From: Ma Ling <[email protected]>
Hi ALL,
Wire-latency(RC delay) dominate modern computer performance,
conventional serialized works cause cache line ping-pong seriously,
the process spend lots of time and power to complete.
specially on multi-core platform.
However if the serialized works are sent to one core and executed
when lock contention happens, that can save much time and power,
because all shared data are located in private cache of one core.
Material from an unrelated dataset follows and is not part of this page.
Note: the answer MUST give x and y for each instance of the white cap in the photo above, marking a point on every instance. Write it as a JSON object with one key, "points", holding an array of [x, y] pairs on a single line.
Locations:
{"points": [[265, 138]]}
We call the mechanism as Acceleration from Lock Integration
(ali spinlock)
Usually when requests are queued, we have to wait work to submit
one bye one, in order to improve the whole throughput further,
we introduce LOCK_FREE. So when requests are sent to lock owner,
requester may do other works in parallelism, then ali_spin_is_completed
function could tell us whether the work has been completed.
The new code is based on qspinlock and implement Lock Integration,
improves performance up to 3X on intel platform with 72 cores(18x2HTx2S HSW),
2X on ARM platform with 96 cores too. And additional trival changes on
Makefile/Kconfig are made to enable compiling of this feature on x86 platform.
(We would like to do further experiments according to your requirement)
Happy New Year 2016!
Ling
Signed-off-by: Ma Ling <[email protected]>
---
arch/x86/Kconfig | 1 +
include/linux/alispinlock.h | 41 ++++++++++++++++++
kernel/Kconfig.locks | 7 +++
kernel/locking/Makefile | 1 +
kernel/locking/alispinlock.c | 97 ++++++++++++++++++++++++++++++++++++++++++
5 files changed, 147 insertions(+), 0 deletions(-)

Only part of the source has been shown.